Search code examples
linuxbashfileshelltext

How to split a file and keep the first line in each of the pieces?


Given: One big text-data file (e.g. CSV format) with a 'special' first line (e.g., field names).

Wanted: An equivalent of the coreutils split -l command, but with the additional requirement that the header line from the original file appear at the beginning of each of the resulting pieces.
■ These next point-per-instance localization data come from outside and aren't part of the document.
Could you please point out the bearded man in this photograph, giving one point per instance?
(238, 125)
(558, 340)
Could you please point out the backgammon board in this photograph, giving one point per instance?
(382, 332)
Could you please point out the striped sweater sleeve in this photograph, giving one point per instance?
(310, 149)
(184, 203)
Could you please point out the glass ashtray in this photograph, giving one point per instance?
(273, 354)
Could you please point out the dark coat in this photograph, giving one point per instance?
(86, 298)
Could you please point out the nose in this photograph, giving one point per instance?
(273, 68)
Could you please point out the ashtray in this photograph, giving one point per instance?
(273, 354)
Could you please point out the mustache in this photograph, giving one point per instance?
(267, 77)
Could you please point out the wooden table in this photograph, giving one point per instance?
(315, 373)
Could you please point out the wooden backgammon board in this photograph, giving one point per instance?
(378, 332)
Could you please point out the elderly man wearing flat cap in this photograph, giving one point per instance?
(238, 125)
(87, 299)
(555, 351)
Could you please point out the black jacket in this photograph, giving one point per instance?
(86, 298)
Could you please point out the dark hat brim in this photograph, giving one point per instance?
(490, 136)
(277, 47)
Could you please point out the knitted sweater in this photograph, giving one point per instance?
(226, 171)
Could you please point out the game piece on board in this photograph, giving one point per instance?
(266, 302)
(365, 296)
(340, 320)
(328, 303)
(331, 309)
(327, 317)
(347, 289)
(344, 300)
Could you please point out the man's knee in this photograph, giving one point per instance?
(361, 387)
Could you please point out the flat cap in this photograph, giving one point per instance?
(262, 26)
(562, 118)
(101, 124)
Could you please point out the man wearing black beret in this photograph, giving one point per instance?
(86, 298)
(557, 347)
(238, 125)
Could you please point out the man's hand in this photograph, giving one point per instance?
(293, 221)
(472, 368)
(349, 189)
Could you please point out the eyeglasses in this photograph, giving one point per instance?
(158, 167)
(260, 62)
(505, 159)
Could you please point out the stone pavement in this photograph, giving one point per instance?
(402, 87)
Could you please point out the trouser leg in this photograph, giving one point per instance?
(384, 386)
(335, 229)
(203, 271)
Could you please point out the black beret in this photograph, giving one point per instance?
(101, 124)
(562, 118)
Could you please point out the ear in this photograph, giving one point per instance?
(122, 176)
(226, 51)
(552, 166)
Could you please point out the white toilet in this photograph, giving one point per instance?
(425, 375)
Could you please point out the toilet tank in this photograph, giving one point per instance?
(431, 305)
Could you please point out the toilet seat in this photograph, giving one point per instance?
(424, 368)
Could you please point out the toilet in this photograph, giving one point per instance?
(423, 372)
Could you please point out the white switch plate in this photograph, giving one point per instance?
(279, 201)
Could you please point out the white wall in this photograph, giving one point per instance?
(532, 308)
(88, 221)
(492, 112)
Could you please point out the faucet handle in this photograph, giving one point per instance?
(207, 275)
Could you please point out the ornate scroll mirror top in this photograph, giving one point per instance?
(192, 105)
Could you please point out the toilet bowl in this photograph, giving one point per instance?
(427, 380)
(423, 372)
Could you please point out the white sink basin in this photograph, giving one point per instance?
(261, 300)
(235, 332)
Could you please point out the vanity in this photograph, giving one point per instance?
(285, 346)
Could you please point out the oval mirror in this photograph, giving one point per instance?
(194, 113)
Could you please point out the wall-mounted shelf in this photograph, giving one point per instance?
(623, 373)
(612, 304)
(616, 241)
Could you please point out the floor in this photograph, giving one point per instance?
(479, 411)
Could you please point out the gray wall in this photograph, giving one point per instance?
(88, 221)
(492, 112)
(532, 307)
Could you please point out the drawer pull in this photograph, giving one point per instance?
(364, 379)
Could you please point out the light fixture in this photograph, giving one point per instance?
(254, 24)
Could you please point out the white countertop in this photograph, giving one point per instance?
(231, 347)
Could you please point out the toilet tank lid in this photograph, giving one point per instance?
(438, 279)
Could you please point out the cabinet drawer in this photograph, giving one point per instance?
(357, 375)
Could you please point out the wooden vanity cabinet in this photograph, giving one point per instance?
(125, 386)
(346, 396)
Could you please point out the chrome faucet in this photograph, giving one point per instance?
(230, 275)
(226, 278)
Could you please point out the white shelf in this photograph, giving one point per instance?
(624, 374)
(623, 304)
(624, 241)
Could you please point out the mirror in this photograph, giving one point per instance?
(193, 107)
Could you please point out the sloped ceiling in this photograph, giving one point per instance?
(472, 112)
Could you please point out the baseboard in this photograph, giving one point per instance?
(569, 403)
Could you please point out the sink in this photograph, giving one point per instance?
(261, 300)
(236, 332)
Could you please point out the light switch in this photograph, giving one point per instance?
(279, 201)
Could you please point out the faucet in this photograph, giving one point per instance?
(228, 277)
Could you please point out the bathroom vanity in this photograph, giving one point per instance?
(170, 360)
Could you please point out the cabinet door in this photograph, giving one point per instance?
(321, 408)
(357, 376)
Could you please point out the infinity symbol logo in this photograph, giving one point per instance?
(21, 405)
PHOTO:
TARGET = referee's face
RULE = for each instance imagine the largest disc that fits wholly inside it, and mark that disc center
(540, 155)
I am guessing some concoction of split and head will do the trick?


Solution

  • This is robhruska's script cleaned up a bit:

    tail -n +2 file.txt | split -l 4 - split_
    for file in split_*
    do
        head -n 1 file.txt > tmp_file
        cat "$file" >> tmp_file
        mv -f tmp_file "$file"
    done
    

    I removed wc, cut, ls and echo in the places where they're unnecessary. I changed some of the filenames to make them a little more meaningful. I broke it out onto multiple lines only to make it easier to read.
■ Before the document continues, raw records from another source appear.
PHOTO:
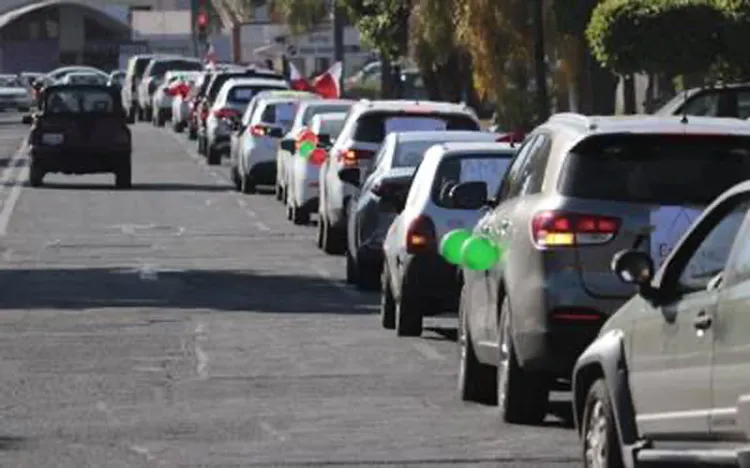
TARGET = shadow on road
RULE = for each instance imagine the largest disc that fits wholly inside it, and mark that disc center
(227, 290)
(140, 187)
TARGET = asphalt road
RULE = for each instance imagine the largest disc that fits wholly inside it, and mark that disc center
(181, 324)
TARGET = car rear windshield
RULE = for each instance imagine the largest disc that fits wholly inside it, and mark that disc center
(374, 126)
(656, 169)
(161, 67)
(79, 101)
(314, 110)
(453, 170)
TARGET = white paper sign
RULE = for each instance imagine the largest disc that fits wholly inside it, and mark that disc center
(487, 170)
(668, 224)
(414, 124)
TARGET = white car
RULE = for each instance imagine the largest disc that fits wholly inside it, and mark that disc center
(161, 102)
(85, 78)
(288, 146)
(365, 128)
(303, 175)
(255, 141)
(14, 94)
(416, 280)
(227, 109)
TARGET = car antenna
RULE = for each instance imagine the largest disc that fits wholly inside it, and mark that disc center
(684, 106)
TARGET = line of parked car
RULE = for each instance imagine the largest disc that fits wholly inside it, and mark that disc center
(625, 264)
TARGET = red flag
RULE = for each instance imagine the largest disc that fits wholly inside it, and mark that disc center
(296, 80)
(328, 84)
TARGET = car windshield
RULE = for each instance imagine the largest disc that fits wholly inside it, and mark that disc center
(453, 170)
(656, 169)
(10, 82)
(374, 126)
(79, 101)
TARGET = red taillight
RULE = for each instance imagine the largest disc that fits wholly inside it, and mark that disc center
(352, 157)
(257, 130)
(564, 229)
(420, 237)
(225, 113)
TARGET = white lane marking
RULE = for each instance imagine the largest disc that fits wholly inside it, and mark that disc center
(10, 202)
(141, 450)
(271, 431)
(428, 351)
(326, 275)
(262, 226)
(201, 366)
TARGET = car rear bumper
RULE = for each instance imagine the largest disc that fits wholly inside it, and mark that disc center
(434, 281)
(78, 161)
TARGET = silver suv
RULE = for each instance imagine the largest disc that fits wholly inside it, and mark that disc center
(580, 190)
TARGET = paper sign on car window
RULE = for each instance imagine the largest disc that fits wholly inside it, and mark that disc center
(487, 170)
(414, 124)
(668, 224)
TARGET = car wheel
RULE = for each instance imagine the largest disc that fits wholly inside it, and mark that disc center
(123, 176)
(351, 269)
(408, 314)
(213, 156)
(522, 396)
(601, 447)
(235, 176)
(387, 303)
(36, 175)
(477, 382)
(248, 186)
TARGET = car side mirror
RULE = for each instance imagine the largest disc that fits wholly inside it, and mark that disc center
(287, 145)
(350, 175)
(275, 132)
(469, 195)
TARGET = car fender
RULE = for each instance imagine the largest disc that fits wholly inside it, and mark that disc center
(606, 358)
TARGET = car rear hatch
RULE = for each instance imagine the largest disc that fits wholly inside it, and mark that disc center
(625, 191)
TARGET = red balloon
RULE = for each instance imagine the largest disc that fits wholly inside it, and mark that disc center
(318, 156)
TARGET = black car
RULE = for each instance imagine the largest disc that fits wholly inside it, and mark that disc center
(80, 129)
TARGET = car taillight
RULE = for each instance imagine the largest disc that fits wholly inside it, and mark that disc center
(257, 130)
(352, 157)
(420, 236)
(225, 113)
(564, 229)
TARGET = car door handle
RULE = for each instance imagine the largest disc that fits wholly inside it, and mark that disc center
(702, 321)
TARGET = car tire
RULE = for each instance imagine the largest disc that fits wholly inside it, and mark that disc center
(522, 396)
(334, 241)
(351, 269)
(213, 156)
(387, 303)
(36, 175)
(124, 176)
(247, 185)
(601, 445)
(477, 381)
(408, 314)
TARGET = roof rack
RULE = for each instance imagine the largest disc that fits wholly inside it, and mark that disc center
(573, 118)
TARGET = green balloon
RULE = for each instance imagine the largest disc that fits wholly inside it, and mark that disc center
(480, 253)
(451, 243)
(305, 148)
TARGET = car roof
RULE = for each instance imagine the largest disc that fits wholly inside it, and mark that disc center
(648, 124)
(477, 146)
(440, 135)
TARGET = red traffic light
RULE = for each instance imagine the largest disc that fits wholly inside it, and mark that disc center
(202, 19)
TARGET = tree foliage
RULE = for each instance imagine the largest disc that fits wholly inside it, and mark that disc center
(383, 24)
(658, 36)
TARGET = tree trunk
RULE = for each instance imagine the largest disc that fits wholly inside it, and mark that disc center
(540, 63)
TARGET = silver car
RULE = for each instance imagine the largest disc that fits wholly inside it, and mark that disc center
(579, 190)
(390, 172)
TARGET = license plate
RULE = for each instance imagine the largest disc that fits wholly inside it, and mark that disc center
(52, 138)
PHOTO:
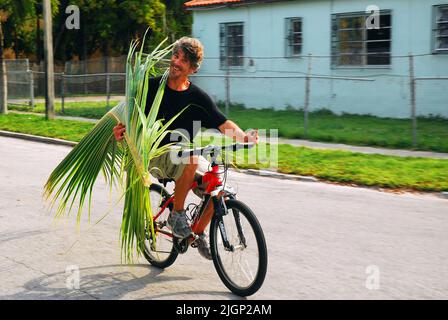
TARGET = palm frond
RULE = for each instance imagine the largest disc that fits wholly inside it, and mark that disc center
(122, 164)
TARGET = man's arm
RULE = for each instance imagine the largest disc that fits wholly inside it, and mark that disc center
(231, 129)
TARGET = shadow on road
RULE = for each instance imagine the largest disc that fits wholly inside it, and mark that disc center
(110, 282)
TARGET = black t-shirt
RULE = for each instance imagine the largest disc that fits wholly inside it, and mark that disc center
(203, 110)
    If you want to get fancy, you could use mktemp or tempfile to create a temporary filename instead of using a hard coded one.

    Edit

    Using GNU split it's possible to do this:

    split_filter () { { head -n 1 file.txt; cat; } > "$FILE"; }; export -f split_filter; tail -n +2 file.txt | split --lines=4 --filter=split_filter - split_
    

    Broken out for readability:

    split_filter () { { head -n 1 file.txt; cat; } > "$FILE"; }
    export -f split_filter
    tail -n +2 file.txt | split --lines=4 --filter=split_filter - split_
    

    When --filter is specified, split runs the command (a function in this case, which must be exported) for each output file and sets the variable FILE, in the command's environment, to the filename.

    A filter script or function could do any manipulation it wanted to the output contents or even the filename. An example of the latter might be to output to a fixed filename in a variable directory: > "$FILE/data.dat" for example.